Gas Exchange - The Two-Lane Highway
-
Perfusion-Limited: Gas equilibrates rapidly across the membrane. Total exchange is limited by blood flow (perfusion).
- To increase gas uptake, you must increase blood flow.
- Applies to O₂ (at rest), CO₂, and N₂O.
-
Diffusion-Limited: Gas does not equilibrate by the time blood leaves the capillary. The membrane itself is the bottleneck.
- Limited by alveolar-capillary surface area and membrane thickness.
- Applies to CO and O₂ during strenuous exercise or in diseases like fibrosis.

⭐ In pulmonary fibrosis, the thickened alveolar-capillary membrane causes O₂ exchange to become diffusion-limited, leading to hypoxemia, especially with exercise.
Diffusion Limitation - The Slow Lane
- Gas exchange is restricted by the rate of diffusion across the alveolar-capillary membrane, not by blood flow.
- Governed by Fick's Law: $V_{gas} = \frac{A}{T} \times D_k \times (P_{alv} - P_{cap})$.
- The partial pressure gradient between alveoli ($P_{alv}$) and capillary blood ($P_{cap}$) does not equilibrate by the end of the capillary transit time.

- Classic Causes:
- Pathologic states: Interstitial fibrosis (↑T), emphysema (↓A), asbestosis.
- Physiologic states: Strenuous exercise (↓ transit time).
⭐ Inhaled carbon monoxide (CO) is the classic substance used to measure diffusion capacity (DLCO). It binds so avidly to hemoglobin that plasma $P_{cap}$ stays near 0, making gas transfer dependent almost entirely on the diffusion properties of the lung.
Perfusion Limitation - The Fast Lane
- Gas transfer across the alveolar-capillary membrane is limited by the rate of blood flow (perfusion).
- The gas rapidly equilibrates between the alveolar air and the pulmonary capillary blood, typically within the first 1/3 of the capillary's length.
- Once partial pressures are equal, net diffusion stops.
- Increasing blood flow is the only way to ↑ total gas uptake, by bringing more unsaturated blood to the lungs.
- Classic examples: O₂ (at rest), CO₂, N₂O.
⭐ In conditions like strenuous exercise, O₂ exchange can shift towards becoming diffusion-limited. The rapid blood flow ↓ the time for diffusion, preventing full equilibration before the blood exits the capillary.
Gas Exchange - Changing Lanes
-
Perfusion-Limited: Gas exchange is limited by blood flow. Gas equilibrates quickly across the membrane. Increasing blood flow (perfusion) is the only way to ↑ gas transfer.
- Examples: O₂, CO₂, N₂O (normal conditions).
- Analogy: Loading a fast-moving train (blood).
-
Diffusion-Limited: Gas exchange is limited by the membrane itself (e.g., thickened). Gas does not fully equilibrate by the time blood leaves the capillary.
- Examples: CO, O₂ during intense exercise or in fibrosis/emphysema.

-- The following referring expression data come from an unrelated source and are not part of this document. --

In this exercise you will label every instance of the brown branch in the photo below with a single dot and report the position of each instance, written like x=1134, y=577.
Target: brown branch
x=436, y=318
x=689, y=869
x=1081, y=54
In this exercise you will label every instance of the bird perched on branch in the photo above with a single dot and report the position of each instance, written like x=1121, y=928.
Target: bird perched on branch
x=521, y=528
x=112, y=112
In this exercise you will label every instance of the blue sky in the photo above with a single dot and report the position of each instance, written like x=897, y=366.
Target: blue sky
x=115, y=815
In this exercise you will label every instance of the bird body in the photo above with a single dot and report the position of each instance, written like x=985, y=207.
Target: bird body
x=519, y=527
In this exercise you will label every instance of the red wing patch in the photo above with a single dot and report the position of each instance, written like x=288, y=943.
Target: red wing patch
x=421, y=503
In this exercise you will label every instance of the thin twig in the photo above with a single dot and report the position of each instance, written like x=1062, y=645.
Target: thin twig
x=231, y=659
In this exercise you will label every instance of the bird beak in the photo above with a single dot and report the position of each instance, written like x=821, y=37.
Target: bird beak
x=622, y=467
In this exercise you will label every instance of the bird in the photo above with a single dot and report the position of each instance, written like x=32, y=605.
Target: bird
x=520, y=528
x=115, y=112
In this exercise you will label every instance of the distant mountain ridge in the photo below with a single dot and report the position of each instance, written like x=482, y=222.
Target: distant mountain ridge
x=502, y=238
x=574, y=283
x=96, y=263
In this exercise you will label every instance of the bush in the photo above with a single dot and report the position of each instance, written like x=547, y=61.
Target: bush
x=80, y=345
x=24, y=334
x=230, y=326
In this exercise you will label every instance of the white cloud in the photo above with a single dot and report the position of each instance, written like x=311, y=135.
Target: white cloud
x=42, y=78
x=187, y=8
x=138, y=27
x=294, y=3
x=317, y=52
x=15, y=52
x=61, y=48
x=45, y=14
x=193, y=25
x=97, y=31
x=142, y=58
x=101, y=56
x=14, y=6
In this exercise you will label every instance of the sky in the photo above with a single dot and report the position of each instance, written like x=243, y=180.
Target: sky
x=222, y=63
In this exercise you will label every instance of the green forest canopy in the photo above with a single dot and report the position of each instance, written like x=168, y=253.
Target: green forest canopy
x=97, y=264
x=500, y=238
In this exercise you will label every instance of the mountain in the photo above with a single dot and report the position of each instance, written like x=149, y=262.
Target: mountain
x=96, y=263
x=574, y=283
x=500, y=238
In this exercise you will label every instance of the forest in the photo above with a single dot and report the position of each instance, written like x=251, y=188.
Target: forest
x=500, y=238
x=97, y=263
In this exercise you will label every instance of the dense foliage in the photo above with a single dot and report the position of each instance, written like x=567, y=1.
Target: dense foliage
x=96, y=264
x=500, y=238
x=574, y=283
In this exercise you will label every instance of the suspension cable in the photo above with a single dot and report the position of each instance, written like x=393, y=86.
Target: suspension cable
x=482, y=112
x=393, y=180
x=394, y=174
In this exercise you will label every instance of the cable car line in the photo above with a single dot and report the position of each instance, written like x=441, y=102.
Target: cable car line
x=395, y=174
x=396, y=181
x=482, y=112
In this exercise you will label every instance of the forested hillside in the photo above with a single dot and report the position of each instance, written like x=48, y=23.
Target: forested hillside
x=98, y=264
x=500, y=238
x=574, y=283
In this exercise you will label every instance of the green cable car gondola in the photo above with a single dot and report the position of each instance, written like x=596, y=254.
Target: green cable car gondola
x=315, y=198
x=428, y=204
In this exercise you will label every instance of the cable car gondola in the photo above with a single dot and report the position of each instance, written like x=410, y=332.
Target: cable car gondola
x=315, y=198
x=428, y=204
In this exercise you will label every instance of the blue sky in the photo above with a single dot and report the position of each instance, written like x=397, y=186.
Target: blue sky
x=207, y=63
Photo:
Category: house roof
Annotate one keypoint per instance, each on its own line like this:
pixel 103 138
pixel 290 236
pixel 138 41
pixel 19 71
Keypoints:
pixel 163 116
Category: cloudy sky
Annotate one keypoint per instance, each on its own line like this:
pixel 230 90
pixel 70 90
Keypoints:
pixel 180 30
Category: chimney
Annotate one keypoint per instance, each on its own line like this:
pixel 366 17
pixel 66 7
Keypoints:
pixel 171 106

⭐ High-Yield: Normally, O₂ exchange is perfusion-limited. However, in conditions like pulmonary fibrosis or during strenuous exercise, it becomes diffusion-limited because the red blood cell transit time is too short for full O₂ equilibration across the membrane.
High‑Yield Points - ⚡ Biggest Takeaways
- In perfusion limitation, gas exchange is limited by blood flow. Under normal conditions, O₂, CO₂, and N₂O are perfusion-limited.
- In diffusion limitation, gas exchange is limited by the alveolar-capillary membrane's properties. CO is the classic example.
- Pathologies like pulmonary fibrosis or emphysema can cause O₂ to become diffusion-limited.
- Exercise can also unmask or worsen diffusion limitation for O₂ due to ↑ cardiac output and ↓ transit time.